Chinese Web users yesterday dismissed the “low-cost” iPhone 5C as too expensive, raising questions over Apple’s ability to build up sales in the world’s biggest mobile market.
The iPhone 5C is part of the US firm’s bid to counter cheaper handsets from rivals, particularly in China, where it has only a 5 percent share of the smartphone market.
However, the new phone will retail in China for 4,488 yuan (US$733) for the 16GB version, according to Apple’s China online store, making it only marginally cheaper than the previous model, the iPhone 5.
It is also well above the US$549 that an unlocked iPhone 5C will sell for in the US.
The top-line iPhone 5S starts at 5,288 yuan in China, whereas the unlocked US equivalent is US$649.
“I thought the cheap 5C version would be priced at one thousand or two [yuan]... I can’t sell my kidney for this much,” said one poster on Sina Weibo, referring to a teenager who sold a kidney to buy an iPhone and iPad last year.
“So this is the so-called cheap version? The 5C starts at 4,488 yuan in China. Haha, they treat the Chinese as peasants,” another said.
With a network contract in the US, the iPhone 5C can cost as little as US$99.
However, unlike in North America or Europe, Chinese networks do not offer contract customers deep discounts on handsets, instead requiring a substantial upfront payment, which is then refunded over the course of the agreement.
The new iPhone was launched globally at Apple’s Silicon Valley headquarters in California on Tuesday. The top-line iPhone 5S has a speedier chip that puts computing performance on par with desktop machines. Apple introduced a fingerprint sensor for the iPhone 5S as a new security measure in place of passwords.

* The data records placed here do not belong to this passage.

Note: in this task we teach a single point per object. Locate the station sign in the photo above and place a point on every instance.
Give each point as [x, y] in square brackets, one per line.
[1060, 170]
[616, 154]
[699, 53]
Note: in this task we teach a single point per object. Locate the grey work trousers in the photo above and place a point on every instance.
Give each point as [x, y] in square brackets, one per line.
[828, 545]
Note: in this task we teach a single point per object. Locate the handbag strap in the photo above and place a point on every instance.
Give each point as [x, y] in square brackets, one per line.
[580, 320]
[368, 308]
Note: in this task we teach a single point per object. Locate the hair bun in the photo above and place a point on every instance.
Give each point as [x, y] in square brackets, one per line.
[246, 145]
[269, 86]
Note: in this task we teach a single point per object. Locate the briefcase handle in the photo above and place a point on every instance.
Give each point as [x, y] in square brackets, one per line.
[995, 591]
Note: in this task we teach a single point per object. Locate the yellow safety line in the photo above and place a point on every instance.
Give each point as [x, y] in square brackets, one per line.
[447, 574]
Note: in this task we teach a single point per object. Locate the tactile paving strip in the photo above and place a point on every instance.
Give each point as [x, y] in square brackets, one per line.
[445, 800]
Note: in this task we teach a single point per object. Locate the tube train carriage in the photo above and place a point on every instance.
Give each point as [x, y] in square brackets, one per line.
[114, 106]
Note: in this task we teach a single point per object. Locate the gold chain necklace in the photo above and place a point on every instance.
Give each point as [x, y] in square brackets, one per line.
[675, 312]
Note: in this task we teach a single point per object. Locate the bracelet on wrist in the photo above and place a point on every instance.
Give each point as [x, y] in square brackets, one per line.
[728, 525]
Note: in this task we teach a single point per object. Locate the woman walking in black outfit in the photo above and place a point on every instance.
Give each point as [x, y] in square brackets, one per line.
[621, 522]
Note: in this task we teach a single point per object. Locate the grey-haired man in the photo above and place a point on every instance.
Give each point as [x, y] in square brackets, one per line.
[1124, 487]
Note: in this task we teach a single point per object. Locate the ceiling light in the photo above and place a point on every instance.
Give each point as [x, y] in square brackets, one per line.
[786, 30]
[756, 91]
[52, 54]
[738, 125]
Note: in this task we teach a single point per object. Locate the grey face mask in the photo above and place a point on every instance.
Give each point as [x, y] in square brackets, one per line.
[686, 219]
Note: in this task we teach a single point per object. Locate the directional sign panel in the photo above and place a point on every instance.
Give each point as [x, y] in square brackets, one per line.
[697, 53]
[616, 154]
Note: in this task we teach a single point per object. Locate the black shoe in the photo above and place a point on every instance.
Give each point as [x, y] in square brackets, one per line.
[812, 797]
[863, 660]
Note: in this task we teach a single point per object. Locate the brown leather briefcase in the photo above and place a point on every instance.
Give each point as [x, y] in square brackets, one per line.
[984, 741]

“The business has become so large that this year we are going to replace the iPhone 5 and we are going to replace it with two new designs,” Apple chief Tim Cook announced at the company’s Silicon Valley headquarters.

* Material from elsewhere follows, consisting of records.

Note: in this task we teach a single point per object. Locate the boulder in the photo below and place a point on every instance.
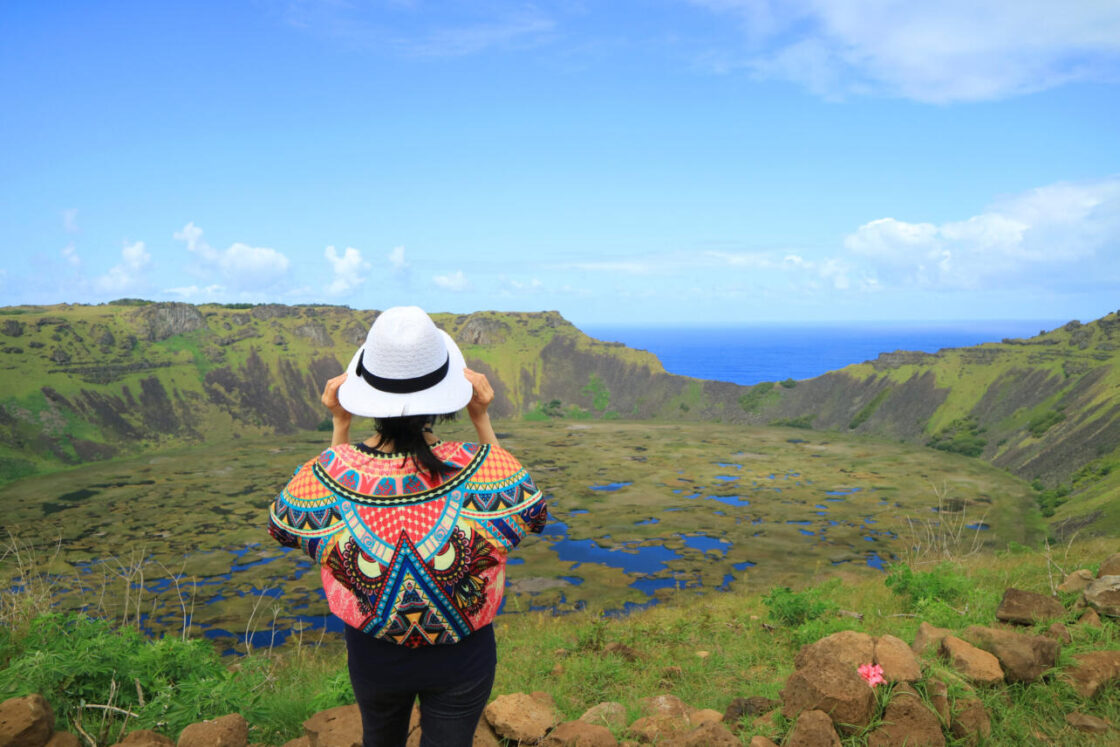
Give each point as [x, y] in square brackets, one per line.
[1060, 633]
[145, 738]
[897, 660]
[622, 650]
[26, 721]
[1088, 724]
[1076, 580]
[521, 717]
[665, 706]
[938, 692]
[813, 728]
[1092, 670]
[971, 722]
[484, 735]
[1110, 567]
[832, 687]
[336, 727]
[656, 729]
[609, 715]
[973, 663]
[1023, 656]
[231, 730]
[1027, 607]
[1103, 595]
[579, 734]
[707, 735]
[929, 637]
[849, 647]
[747, 707]
[1090, 617]
[907, 721]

Apple will begin taking orders tomorrow, and on Friday next week the two devices will go on sale in the US, Australia, Britain, China, France, Germany, Japan and Singapore.
Apple also held a media event in Beijing yesterday after speculation that a deal with China Mobile (中國移動), the country’s biggest carrier, was to be revealed.
However, there were no major announcements at the event, where a translated film of Apple’s unveiling in Cupertino was shown.
Apple announced separately a deal with Japan’s biggest mobile phone carrier NTT DoCoMo to bring the two new iPhones to that country.
China Mobile has more than 700 million subscribers, according to Barclays Equity Research. Apple’s iPhones are currently available in China on long-term contracts with smaller wireless companies.
Many domestically made smartphones are priced as low as US$100 in China, which remains one of Apple’s largest markets due to the popularity of its various products. However, Apple’s total sales in China in the most recent quarter slipped 14 percent from a year ago to US$4.6 billion.
While iPhones are popular among China’s better off, analysts believe current prices would need to drop substantially for Apple to seriously penetrate the middle-income market.
“The 5C is a no-compromise device,” Gartner analyst Van Baker said after trying out Apple’s new phones. “It is just in a plastic case instead of a metal case, and they basically reduce the price by the cost of materials.”
Baker said it was an “open question” whether the price cut for the iPhone 5C would be enough to attract customers in emerging markets.
“Anyone expecting Apple to come truly down-market with the iPhone 5C was fooling themselves,” Ovum analyst Tony Cripps said.
“The day that happens is the day the company signals that it has run out of headroom for expansion,” he said.